“I won’t stir a lot of dust with this, fellas. Want to come to the point of it fast,” Lockhart began. “I truly thought I had it figured out as soon as the weather broke and winter seemed to withdraw. But my hunch has gone and clabbered up on me.”
In the uneasy silence that followed Lockhart working up to things on a crawl, two of the men coughed that dry, unproductive hack that could trouble a man many times soaked and dried out in a cold wind blowing across country such as this.
“Thought we’d find sign of the Comanche, cross a trail, see smoke or something. I want the Kwahadi as bad as any of you. Even as much as Jonah there.”
Hook felt some of the others look his way for a moment before they shifted anxiously again, ready to have this meet over and done.
“But we’ve pushed rations about as far as I can. For the past five days I’ve had us on half rations, boys. No other jump to it: we’ll have to go in soon to reprovision … anyway.” The captain sighed, gazing at the ground.

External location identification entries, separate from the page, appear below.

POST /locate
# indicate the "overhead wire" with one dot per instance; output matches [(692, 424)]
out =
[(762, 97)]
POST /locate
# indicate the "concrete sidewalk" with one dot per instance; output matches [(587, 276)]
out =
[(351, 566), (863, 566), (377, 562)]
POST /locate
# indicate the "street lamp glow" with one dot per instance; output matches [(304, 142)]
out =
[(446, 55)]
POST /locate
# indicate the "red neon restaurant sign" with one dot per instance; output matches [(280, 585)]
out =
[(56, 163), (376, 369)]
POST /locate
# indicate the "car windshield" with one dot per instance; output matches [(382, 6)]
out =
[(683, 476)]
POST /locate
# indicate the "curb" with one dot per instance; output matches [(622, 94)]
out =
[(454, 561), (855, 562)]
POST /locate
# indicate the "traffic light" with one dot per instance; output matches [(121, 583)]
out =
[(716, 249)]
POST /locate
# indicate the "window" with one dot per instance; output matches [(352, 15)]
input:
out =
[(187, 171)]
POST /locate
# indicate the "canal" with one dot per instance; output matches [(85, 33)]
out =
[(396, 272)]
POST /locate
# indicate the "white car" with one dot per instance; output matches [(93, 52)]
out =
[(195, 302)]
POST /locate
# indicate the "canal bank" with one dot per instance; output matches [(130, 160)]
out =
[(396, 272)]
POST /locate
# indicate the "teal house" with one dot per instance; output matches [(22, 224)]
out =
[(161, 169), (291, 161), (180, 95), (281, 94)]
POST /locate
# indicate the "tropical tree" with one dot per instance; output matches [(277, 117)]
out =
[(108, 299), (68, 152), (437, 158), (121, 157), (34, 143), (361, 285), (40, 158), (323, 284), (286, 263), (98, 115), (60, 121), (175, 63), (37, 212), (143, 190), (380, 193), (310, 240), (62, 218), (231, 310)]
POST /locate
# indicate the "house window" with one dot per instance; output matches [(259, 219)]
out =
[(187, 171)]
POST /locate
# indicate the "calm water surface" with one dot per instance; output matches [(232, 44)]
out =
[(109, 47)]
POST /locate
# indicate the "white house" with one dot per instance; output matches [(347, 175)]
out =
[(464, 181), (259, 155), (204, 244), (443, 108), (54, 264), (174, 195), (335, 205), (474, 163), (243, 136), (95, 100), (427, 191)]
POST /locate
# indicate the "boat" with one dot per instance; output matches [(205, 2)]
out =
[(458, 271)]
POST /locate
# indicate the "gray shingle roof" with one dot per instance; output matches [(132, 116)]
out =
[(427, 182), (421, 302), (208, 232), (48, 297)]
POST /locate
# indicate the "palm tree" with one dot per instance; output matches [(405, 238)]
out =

There was an oversized silk kerchief tied loose around Lockhart’s neck, a grimy swatch of cloth as brightly colored as the sweet Williams that Gritta had planted in the bed at the front of the cabin back in that Missouri valley.
Able again to look his men in the eye, their leader continued. “So what’s hardest to take is that I was wrong about running across Parker’s bunch.”
“It weren’t just you, Captain,” Deacon Johns said softly. “Rest of us had it figured same way you did. Ain’t you what failed alone.”
“What you figure to do?” asked John Corn, his sun-browned skin shriveled up like last year’s potato.
“We’ll recoup one more day here. Not sending patrols out tomorrow. Following morning we’ll head back for Dickinson’s place. From there on in to our post. Time I sent word to Major Jones.” He scratched his sparse black whiskers. It had been four days since last he had shaved, enough of a clue for any man to see that the captain was not in the best of humors. “The major will be expecting a full report on our extended scout.”
In Jonah’s belly lay a cold stone of growing uneasiness.
“You really figure us to go in?” inquired Coffee, his hair and beard as red as a rooster’s comb.
“Isn’t that what you boys want? Get out of this heathen country?” Johns snapped at them, turning round on that group.
His words cut at them, forcing those rawhide-tough bravos to stare at their boots or the ground like scolded schoolboys, their eyes furtively glancing at one another
Until Hook finally spoke.
As much as he might have held against them long ago back there at Jacksboro and Fort Richardson, when he signed on to protect the citizens of west Texas, Jonah now knew the men of Company C were every one and all something more than ordinary men.
“Don’t really wanna go in, Deacon,” Hook told them. “I was figuring on staying out as long as it took. Live off the land, we have to. Where I was brought up, I was always taught you stayed with a job till it was done.”
“Hook might have a good idea there,” June Callicott said. “This bunch could live off the land.”
“Maybe we just need to find a different place to set up a base camp, Cap’n,” offered Wig Danville.
“True enough,” Johns echoed. “The foxes have their holes and the birds of the air have their nests—but the Son of Man ain’t got the where to lay his head across all of this wild creation!”
Lockhart drew himself up, his chin jutting. He turned like some of the rest, seeing that last patrol come easing in out of the east. They all saw the way the horses bobbed their heads, the way the men sagged in the saddles. No one had to spell it out plain, that theirs had been nothing more than a repeat of the weeks gone before.
The captain sighed. “Thank you for your suggestion, Jonah. However, I’m the leader of this company and my decision is made. Day after tomorrow, we light out for Dickinson’s Station.”
39
AT DICKINSON’S PLACE the settler and his three sons greeted Company C with nothing less than flat-out celebration as the Rangers legged down off their weary mounts. That family of stockmen and farmers eking out its existence at the edge of the west Texas frontier hadn’t seen different faces for going on three months.
It was either in the barn, or outside in the barn’s sun-striped winter shadows, that Jonah Hook and Two Sleep stayed across those next thirty hours as Ezra Dickinson and his boys helped Lamar Lockhart’s Rangers recoup from their patrol. It was a barn built at no cost to the old stockman, raised free by the State of Texas in return for allowing Ranger patrols to use it to store feed, tack, supplies, and provender. A hundred of these barns cast their shadows across the caprock fringe of the Staked Plain.